Get to know the Talbert family – Jeremy, Christina, Carson, Ryan, Lucas, and Parker!
Find out what the past year has been like in their lives with this week’s Family Friday.
Get a glimpse into living with Sanfilippo Syndrome through the Talbert family’s honest and insightful perspective.
The Talbert family lives in North Carolina. Parker is 8 and was diagnosed with Sanfilippo in July 2014.
What has been going on in your family and for your child in the past year? What have been hard parts? What have been bright spots?
This past year has been rough for our family.
Parker started choking on liquids and some solid foods. He started losing weight.
He had to get a feeding tube placed in January we have to constantly keep an eye on him so he won’t pull it out.
This is a new transition of Sanfilippo that our family will have to adapt to.

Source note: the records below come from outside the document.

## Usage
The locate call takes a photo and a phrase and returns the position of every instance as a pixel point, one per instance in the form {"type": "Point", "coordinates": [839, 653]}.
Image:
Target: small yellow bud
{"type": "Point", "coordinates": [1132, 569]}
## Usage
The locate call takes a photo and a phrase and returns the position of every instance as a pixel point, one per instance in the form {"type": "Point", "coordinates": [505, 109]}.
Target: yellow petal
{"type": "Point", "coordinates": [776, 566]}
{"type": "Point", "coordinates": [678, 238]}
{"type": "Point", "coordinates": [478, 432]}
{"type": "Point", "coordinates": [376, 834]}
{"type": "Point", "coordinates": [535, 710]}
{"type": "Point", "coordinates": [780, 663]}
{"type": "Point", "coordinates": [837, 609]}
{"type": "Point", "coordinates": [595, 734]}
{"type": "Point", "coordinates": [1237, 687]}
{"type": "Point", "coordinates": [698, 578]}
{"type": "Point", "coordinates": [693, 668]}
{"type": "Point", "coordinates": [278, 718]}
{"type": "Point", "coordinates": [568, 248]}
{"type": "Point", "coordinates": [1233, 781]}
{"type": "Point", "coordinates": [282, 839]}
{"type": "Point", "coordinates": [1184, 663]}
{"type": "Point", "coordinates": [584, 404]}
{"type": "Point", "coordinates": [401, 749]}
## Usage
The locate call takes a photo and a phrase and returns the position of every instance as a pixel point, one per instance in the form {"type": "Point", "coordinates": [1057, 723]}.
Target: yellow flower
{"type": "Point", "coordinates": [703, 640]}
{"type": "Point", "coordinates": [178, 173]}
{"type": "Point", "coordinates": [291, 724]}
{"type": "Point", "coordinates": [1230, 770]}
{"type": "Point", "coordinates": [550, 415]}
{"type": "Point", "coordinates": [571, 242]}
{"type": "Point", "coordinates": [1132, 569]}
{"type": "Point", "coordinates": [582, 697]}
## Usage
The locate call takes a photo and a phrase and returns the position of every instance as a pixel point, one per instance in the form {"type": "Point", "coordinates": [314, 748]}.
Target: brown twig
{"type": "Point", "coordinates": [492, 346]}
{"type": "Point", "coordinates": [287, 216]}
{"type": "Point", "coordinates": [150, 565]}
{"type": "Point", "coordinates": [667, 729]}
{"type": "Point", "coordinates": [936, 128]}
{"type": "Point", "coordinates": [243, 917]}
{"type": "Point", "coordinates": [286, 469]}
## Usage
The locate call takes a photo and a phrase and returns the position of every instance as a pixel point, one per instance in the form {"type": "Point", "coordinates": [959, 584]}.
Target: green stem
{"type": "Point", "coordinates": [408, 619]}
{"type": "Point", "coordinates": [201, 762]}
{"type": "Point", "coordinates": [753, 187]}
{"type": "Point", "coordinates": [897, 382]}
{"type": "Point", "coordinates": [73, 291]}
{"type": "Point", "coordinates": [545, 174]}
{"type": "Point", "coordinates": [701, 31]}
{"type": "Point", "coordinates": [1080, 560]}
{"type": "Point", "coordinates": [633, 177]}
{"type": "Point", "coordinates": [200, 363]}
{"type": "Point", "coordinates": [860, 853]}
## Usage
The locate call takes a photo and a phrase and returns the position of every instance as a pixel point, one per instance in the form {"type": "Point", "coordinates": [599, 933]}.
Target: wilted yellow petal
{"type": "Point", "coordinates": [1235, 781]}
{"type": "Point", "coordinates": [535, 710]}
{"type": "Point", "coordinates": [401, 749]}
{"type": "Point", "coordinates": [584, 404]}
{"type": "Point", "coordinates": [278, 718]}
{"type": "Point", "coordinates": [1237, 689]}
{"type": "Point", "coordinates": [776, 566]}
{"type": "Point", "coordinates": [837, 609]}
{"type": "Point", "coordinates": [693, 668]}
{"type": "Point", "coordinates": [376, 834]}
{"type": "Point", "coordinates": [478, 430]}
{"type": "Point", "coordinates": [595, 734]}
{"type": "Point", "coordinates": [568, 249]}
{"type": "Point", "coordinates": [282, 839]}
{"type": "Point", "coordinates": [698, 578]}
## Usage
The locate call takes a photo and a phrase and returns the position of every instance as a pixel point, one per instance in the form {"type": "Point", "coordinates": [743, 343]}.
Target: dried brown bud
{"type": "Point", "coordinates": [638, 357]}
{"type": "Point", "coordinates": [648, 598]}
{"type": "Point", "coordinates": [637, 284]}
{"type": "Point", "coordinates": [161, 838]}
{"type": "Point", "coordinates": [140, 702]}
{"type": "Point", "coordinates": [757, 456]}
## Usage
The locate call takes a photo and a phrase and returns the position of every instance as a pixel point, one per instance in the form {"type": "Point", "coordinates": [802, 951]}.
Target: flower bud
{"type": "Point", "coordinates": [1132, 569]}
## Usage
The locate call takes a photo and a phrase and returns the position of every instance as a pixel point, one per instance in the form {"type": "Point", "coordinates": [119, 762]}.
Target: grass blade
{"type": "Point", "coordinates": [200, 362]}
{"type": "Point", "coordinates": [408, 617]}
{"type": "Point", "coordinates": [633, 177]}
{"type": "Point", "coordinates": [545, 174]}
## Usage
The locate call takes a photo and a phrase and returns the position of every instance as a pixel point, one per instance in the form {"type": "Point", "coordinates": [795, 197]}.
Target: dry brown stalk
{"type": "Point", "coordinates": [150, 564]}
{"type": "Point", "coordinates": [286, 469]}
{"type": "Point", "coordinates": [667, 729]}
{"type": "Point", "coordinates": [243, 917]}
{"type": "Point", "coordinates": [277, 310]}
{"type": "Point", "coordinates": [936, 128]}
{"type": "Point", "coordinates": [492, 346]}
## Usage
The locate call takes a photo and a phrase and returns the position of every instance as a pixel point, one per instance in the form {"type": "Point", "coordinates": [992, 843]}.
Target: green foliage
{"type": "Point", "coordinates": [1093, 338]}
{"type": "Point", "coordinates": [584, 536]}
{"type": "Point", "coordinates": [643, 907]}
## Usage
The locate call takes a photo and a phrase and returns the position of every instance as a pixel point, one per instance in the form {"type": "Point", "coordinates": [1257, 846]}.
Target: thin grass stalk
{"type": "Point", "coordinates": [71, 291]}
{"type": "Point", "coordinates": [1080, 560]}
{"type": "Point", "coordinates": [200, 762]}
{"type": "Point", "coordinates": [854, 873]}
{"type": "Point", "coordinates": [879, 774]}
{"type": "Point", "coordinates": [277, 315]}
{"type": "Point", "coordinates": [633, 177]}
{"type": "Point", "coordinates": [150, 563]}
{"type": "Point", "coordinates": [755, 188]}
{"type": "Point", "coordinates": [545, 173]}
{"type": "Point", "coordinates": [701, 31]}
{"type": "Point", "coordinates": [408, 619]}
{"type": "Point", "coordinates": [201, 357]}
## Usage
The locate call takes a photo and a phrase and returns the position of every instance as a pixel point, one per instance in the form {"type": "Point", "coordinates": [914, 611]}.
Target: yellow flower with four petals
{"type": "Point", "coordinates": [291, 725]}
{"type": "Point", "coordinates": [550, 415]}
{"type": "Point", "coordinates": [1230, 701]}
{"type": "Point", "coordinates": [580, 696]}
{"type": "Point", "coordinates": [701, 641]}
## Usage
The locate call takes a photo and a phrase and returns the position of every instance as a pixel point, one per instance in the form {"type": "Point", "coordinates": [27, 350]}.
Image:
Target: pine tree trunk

Some good things that’s happened is that Parker is putting on weight again and he seems so much happier now.
What is your child like today, compared to when they were diagnosed?
Before Sanfilippo has taken over, Parker used to have a 50-word vocabulary and he could do puzzles and run without assistance.
Now that Parker is older, he has lost all of his words. He’ll make noises sometimes and pull into what he wants. He has to have a stroller now; his legs get tired very easy.
What is one thing people would be surprised to know about living with Sanfilippo?
Having a child with Sanfilippo is like having a baby throughout their whole life. He’ll always be in a diaper, and any food he does eat, we have to puree it. The older he gets, the younger his chronological age is.